National Anti-Scam Centre

Agency overview
- Formed: 2023
- Jurisdiction: Australia
- Minister responsible: Stephen Jones, Assistant Treasurer;
- Agency executive: Catriona Lowe, Chair;
- Parent agency: Australian Competition & Consumer Commission
- Website: nasc.gov.au

= National Anti-Scam Centre =

Consumer protection agency of the Australian Government

The National Anti-Scam Centre (NASC) is a consumer protection subagency of the Government of Australia, located within the Australian Competition & Consumer Commission. Established in 2023, the mandate of the NASC is to address scams and online fraud by collaborating with domestic and international government agencies, law enforcement and industry bodies.

==History==
In 2022, the Australian economy lost $3.1 billion in reported losses to scams, almost doubling by 80% from those recorded in the previous year. The creation of the NASC was a commitment of the Labor Shadow Minister for Financial Services Stephen Jones prior to the 2022 Australian federal election, with a stated aim of bringing together banks, law enforcement, telecommunications, regulators and technology companies to share information to disrupt scam activity.

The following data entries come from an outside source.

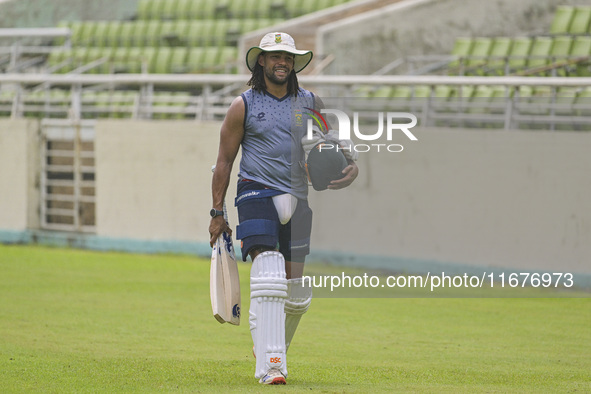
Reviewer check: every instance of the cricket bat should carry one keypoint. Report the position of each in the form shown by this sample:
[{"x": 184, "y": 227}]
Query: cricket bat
[{"x": 224, "y": 282}]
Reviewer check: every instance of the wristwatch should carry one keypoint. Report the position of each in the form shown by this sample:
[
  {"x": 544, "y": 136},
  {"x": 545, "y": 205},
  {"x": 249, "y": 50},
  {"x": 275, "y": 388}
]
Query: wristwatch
[{"x": 214, "y": 212}]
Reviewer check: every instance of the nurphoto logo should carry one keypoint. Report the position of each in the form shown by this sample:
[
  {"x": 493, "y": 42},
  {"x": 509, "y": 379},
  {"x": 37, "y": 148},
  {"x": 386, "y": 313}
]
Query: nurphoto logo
[{"x": 388, "y": 121}]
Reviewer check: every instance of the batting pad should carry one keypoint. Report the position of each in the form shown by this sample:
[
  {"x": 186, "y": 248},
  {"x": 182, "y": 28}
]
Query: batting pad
[
  {"x": 297, "y": 303},
  {"x": 268, "y": 291}
]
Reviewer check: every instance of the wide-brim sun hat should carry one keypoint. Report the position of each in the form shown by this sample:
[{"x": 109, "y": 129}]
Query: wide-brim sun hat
[{"x": 278, "y": 41}]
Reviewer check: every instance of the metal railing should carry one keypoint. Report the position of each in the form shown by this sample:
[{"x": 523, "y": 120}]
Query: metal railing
[{"x": 211, "y": 94}]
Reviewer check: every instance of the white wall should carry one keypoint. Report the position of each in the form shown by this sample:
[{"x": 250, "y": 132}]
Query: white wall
[
  {"x": 427, "y": 27},
  {"x": 477, "y": 197},
  {"x": 154, "y": 179},
  {"x": 18, "y": 169}
]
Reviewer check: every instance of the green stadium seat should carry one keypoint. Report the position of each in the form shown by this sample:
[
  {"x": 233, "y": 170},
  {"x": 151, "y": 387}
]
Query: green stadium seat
[
  {"x": 76, "y": 29},
  {"x": 181, "y": 12},
  {"x": 178, "y": 60},
  {"x": 152, "y": 36},
  {"x": 562, "y": 20},
  {"x": 118, "y": 62},
  {"x": 478, "y": 55},
  {"x": 581, "y": 21},
  {"x": 227, "y": 59},
  {"x": 196, "y": 33},
  {"x": 560, "y": 52},
  {"x": 99, "y": 37},
  {"x": 149, "y": 55},
  {"x": 62, "y": 40},
  {"x": 126, "y": 34},
  {"x": 195, "y": 58},
  {"x": 210, "y": 62},
  {"x": 520, "y": 49},
  {"x": 113, "y": 33},
  {"x": 87, "y": 33},
  {"x": 181, "y": 29},
  {"x": 248, "y": 25},
  {"x": 540, "y": 52},
  {"x": 263, "y": 9},
  {"x": 79, "y": 56},
  {"x": 168, "y": 11},
  {"x": 208, "y": 33},
  {"x": 581, "y": 49},
  {"x": 462, "y": 48},
  {"x": 143, "y": 9},
  {"x": 156, "y": 8},
  {"x": 139, "y": 32},
  {"x": 162, "y": 61},
  {"x": 166, "y": 33},
  {"x": 134, "y": 60},
  {"x": 498, "y": 56}
]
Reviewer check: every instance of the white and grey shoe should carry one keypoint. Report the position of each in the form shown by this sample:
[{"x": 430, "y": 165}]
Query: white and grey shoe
[{"x": 273, "y": 376}]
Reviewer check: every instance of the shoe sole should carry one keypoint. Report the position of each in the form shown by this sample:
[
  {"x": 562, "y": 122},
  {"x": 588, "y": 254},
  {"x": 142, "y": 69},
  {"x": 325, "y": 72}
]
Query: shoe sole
[{"x": 276, "y": 381}]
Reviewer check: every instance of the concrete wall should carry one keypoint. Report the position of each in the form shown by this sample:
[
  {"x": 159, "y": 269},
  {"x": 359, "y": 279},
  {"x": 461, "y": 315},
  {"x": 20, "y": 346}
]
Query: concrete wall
[
  {"x": 154, "y": 179},
  {"x": 47, "y": 13},
  {"x": 365, "y": 43},
  {"x": 19, "y": 170}
]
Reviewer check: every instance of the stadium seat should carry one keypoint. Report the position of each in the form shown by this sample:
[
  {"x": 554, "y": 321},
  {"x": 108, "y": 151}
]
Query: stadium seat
[
  {"x": 178, "y": 60},
  {"x": 540, "y": 52},
  {"x": 462, "y": 48},
  {"x": 126, "y": 34},
  {"x": 155, "y": 10},
  {"x": 520, "y": 49},
  {"x": 559, "y": 54},
  {"x": 499, "y": 53},
  {"x": 181, "y": 12},
  {"x": 143, "y": 9},
  {"x": 99, "y": 37},
  {"x": 152, "y": 35},
  {"x": 162, "y": 61},
  {"x": 581, "y": 49},
  {"x": 118, "y": 61},
  {"x": 139, "y": 32},
  {"x": 581, "y": 21},
  {"x": 168, "y": 10},
  {"x": 134, "y": 60},
  {"x": 165, "y": 34},
  {"x": 195, "y": 58},
  {"x": 113, "y": 33},
  {"x": 263, "y": 9},
  {"x": 478, "y": 55},
  {"x": 562, "y": 20},
  {"x": 227, "y": 59}
]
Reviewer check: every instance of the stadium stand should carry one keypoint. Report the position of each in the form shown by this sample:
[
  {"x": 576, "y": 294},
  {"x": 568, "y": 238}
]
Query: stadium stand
[{"x": 166, "y": 37}]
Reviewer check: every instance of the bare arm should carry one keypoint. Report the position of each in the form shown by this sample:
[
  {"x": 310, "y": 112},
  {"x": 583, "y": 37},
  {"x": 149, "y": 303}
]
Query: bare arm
[{"x": 231, "y": 135}]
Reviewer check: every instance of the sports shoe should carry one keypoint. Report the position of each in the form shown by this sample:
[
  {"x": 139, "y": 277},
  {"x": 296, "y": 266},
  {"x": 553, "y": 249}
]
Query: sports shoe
[{"x": 273, "y": 376}]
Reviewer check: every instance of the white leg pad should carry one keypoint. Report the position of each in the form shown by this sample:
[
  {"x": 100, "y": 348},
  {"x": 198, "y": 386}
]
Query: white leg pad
[
  {"x": 268, "y": 291},
  {"x": 297, "y": 303}
]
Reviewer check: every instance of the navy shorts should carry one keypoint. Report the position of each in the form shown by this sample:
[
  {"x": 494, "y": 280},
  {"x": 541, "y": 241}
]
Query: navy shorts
[{"x": 260, "y": 226}]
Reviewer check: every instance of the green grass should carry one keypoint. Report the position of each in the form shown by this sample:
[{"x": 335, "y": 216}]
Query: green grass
[{"x": 80, "y": 321}]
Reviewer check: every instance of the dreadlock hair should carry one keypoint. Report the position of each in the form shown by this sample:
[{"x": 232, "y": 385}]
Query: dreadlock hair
[{"x": 257, "y": 81}]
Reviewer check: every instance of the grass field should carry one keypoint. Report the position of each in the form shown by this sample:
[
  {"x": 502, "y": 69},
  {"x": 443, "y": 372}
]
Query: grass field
[{"x": 80, "y": 321}]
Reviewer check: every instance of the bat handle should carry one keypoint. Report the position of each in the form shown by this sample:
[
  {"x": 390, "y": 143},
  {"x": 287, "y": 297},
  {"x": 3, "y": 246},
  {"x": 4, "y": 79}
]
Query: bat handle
[{"x": 224, "y": 208}]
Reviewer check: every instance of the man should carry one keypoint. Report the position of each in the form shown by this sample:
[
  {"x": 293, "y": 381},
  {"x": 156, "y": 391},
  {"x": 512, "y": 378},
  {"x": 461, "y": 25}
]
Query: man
[{"x": 275, "y": 219}]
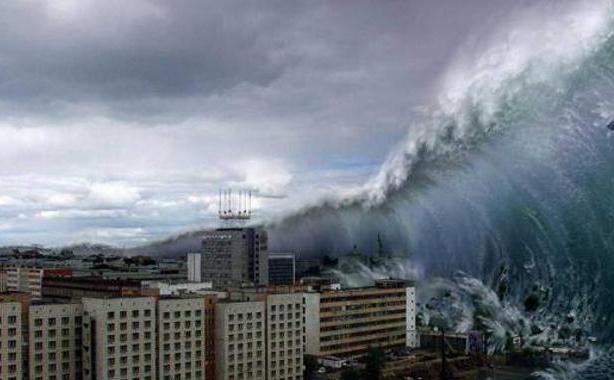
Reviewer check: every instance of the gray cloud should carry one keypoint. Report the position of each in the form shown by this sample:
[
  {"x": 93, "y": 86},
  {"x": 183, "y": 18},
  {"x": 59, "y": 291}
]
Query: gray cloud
[{"x": 166, "y": 101}]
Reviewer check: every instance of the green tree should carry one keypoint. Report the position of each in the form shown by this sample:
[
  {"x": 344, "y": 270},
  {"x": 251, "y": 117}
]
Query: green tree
[{"x": 374, "y": 363}]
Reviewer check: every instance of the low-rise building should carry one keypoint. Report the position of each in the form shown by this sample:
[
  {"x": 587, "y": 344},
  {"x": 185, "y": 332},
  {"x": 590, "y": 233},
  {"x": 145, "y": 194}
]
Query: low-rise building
[
  {"x": 75, "y": 288},
  {"x": 30, "y": 279},
  {"x": 177, "y": 289},
  {"x": 348, "y": 322}
]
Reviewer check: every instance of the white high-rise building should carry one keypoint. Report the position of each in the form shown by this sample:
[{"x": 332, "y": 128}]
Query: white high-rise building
[
  {"x": 181, "y": 338},
  {"x": 11, "y": 341},
  {"x": 195, "y": 267},
  {"x": 119, "y": 338},
  {"x": 240, "y": 341},
  {"x": 284, "y": 318},
  {"x": 55, "y": 341}
]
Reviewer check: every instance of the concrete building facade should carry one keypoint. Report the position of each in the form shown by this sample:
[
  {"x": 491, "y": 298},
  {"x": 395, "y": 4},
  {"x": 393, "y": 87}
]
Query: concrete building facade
[
  {"x": 3, "y": 281},
  {"x": 55, "y": 341},
  {"x": 284, "y": 336},
  {"x": 181, "y": 339},
  {"x": 11, "y": 341},
  {"x": 195, "y": 267},
  {"x": 240, "y": 341},
  {"x": 30, "y": 279},
  {"x": 177, "y": 289},
  {"x": 119, "y": 338},
  {"x": 282, "y": 268},
  {"x": 75, "y": 288},
  {"x": 233, "y": 257},
  {"x": 348, "y": 322}
]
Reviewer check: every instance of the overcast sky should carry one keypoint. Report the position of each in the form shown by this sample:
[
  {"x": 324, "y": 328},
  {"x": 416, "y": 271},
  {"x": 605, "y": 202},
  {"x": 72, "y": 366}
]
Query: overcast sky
[{"x": 120, "y": 120}]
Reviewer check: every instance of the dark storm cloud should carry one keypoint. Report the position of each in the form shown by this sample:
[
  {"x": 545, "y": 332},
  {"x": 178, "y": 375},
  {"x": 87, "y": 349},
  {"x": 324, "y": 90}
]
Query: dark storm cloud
[
  {"x": 146, "y": 57},
  {"x": 119, "y": 120}
]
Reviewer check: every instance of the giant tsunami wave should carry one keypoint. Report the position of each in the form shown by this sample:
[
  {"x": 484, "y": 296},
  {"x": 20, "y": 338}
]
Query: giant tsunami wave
[{"x": 508, "y": 178}]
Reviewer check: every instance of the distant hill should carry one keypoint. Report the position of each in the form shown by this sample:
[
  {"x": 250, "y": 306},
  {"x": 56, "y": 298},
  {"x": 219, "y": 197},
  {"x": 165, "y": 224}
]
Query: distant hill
[{"x": 175, "y": 246}]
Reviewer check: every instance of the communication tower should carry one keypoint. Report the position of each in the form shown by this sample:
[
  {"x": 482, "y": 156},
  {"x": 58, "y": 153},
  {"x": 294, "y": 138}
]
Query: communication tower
[{"x": 235, "y": 208}]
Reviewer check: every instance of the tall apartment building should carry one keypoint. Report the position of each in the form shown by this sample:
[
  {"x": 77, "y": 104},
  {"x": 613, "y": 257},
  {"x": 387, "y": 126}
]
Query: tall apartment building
[
  {"x": 195, "y": 267},
  {"x": 2, "y": 281},
  {"x": 260, "y": 335},
  {"x": 240, "y": 341},
  {"x": 181, "y": 339},
  {"x": 75, "y": 288},
  {"x": 55, "y": 341},
  {"x": 282, "y": 268},
  {"x": 233, "y": 257},
  {"x": 119, "y": 338},
  {"x": 210, "y": 306},
  {"x": 11, "y": 341},
  {"x": 284, "y": 318},
  {"x": 30, "y": 279},
  {"x": 348, "y": 322}
]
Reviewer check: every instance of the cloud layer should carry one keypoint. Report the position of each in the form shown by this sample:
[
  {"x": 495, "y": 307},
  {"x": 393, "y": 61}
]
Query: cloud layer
[{"x": 120, "y": 120}]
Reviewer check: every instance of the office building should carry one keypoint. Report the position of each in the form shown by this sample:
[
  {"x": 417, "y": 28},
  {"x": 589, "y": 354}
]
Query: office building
[
  {"x": 119, "y": 338},
  {"x": 163, "y": 288},
  {"x": 281, "y": 268},
  {"x": 181, "y": 338},
  {"x": 55, "y": 341},
  {"x": 233, "y": 257},
  {"x": 284, "y": 318},
  {"x": 240, "y": 340},
  {"x": 3, "y": 281},
  {"x": 30, "y": 279},
  {"x": 348, "y": 322},
  {"x": 194, "y": 267},
  {"x": 11, "y": 340}
]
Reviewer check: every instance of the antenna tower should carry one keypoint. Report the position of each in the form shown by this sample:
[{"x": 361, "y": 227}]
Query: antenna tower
[{"x": 235, "y": 208}]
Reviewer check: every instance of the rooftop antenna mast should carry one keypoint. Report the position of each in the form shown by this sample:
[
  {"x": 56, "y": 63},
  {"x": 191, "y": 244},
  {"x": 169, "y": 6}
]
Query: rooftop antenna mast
[{"x": 234, "y": 210}]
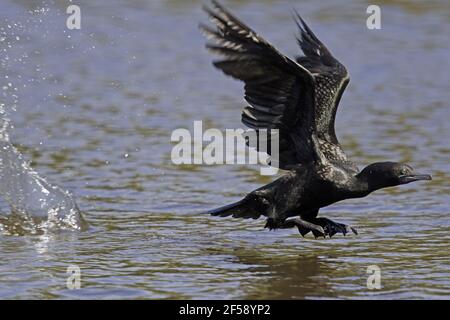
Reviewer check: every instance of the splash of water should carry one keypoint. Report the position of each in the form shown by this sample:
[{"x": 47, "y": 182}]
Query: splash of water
[
  {"x": 29, "y": 195},
  {"x": 36, "y": 205}
]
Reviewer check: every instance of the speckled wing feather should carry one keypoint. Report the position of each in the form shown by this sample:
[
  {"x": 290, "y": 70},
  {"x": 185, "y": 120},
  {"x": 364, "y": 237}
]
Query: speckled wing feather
[
  {"x": 331, "y": 79},
  {"x": 280, "y": 92}
]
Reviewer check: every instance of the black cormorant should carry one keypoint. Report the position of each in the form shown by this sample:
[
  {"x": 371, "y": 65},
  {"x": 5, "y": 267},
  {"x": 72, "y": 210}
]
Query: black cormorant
[{"x": 300, "y": 99}]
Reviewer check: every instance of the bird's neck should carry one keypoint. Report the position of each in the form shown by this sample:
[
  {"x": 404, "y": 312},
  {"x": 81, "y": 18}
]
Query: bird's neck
[{"x": 360, "y": 187}]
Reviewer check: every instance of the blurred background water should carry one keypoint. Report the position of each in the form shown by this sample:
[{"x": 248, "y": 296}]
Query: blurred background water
[{"x": 93, "y": 111}]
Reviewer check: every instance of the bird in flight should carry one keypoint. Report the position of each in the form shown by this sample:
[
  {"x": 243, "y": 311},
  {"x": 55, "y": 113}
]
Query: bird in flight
[{"x": 299, "y": 98}]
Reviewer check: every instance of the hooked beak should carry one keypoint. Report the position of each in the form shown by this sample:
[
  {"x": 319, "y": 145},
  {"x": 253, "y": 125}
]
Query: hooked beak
[{"x": 414, "y": 177}]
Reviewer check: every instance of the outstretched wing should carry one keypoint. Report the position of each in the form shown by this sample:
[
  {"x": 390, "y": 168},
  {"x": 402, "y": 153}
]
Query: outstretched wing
[
  {"x": 280, "y": 92},
  {"x": 331, "y": 79}
]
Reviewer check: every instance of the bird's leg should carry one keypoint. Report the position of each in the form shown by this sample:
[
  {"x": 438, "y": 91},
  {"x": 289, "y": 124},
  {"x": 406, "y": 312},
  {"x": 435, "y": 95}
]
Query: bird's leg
[
  {"x": 303, "y": 226},
  {"x": 331, "y": 228}
]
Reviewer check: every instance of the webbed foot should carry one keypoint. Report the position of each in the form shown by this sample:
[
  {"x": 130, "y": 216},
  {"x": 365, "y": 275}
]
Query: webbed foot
[
  {"x": 303, "y": 226},
  {"x": 331, "y": 228}
]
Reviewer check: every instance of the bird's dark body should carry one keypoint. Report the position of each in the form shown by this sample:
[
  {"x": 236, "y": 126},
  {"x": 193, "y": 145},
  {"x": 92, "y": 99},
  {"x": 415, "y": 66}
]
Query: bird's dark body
[{"x": 300, "y": 99}]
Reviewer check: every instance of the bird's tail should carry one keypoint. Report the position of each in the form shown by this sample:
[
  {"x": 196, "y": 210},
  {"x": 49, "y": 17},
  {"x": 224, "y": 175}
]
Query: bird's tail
[{"x": 241, "y": 209}]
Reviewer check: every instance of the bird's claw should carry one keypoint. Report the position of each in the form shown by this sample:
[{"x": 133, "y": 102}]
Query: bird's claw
[{"x": 331, "y": 228}]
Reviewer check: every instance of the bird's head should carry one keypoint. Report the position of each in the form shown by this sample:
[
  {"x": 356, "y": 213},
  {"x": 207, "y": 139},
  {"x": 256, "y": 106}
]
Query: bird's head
[{"x": 389, "y": 174}]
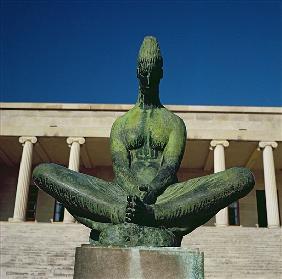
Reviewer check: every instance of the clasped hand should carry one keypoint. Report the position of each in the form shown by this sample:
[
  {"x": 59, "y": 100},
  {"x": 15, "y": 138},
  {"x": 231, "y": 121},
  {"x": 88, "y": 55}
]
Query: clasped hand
[{"x": 151, "y": 194}]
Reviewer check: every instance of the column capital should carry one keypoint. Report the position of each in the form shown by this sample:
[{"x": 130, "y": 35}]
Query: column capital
[
  {"x": 263, "y": 144},
  {"x": 71, "y": 140},
  {"x": 25, "y": 139},
  {"x": 214, "y": 143}
]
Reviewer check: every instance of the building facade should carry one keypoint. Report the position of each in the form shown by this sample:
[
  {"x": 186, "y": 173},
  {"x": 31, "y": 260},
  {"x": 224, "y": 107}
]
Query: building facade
[{"x": 77, "y": 136}]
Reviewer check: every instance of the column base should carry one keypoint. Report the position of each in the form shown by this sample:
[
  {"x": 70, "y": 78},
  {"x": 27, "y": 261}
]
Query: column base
[
  {"x": 274, "y": 226},
  {"x": 221, "y": 225},
  {"x": 138, "y": 262},
  {"x": 66, "y": 222},
  {"x": 15, "y": 220}
]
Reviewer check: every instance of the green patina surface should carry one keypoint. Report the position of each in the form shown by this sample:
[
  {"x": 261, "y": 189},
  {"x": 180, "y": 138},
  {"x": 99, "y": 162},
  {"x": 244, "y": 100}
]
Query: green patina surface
[{"x": 145, "y": 205}]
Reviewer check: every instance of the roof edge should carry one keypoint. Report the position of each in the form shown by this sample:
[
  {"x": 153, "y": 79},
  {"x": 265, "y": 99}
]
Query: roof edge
[{"x": 125, "y": 107}]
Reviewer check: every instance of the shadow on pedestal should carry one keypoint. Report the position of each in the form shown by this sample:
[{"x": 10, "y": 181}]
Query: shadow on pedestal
[{"x": 137, "y": 263}]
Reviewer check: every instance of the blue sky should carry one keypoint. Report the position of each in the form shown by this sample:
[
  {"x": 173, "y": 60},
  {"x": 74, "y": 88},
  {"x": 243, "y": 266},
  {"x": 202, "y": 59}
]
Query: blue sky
[{"x": 215, "y": 52}]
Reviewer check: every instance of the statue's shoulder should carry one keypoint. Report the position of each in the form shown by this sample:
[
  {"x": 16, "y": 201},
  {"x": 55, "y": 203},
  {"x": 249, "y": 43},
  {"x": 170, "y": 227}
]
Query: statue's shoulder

The NASC was established in July 2023, following a $58 million investment by the Albanese government.

==Functions==
The NASC runs annual taskforces named "fusion cells" to develop solutions to specific scam trends with government agencies and industry partners. The first fusion cell, targeting investment scams, received involvement from the Australian Competition & Consumer Commission (ACCC), Australian Securities & Investments Commission (ASIC) and banks, telecoms and digital platforms. In June 2024, the NASC entered an industry intelligence sharing partnership with the Australian Financial Crimes Exchange, allowing the Centre to receive scam information reported to participating banks and vice-versa.

== Notable cases ==
The National Anti-Scam Centre received 38 reports to Scamwatch of almost $8 million in losses related to the GIM Trading since the beginning of 2024.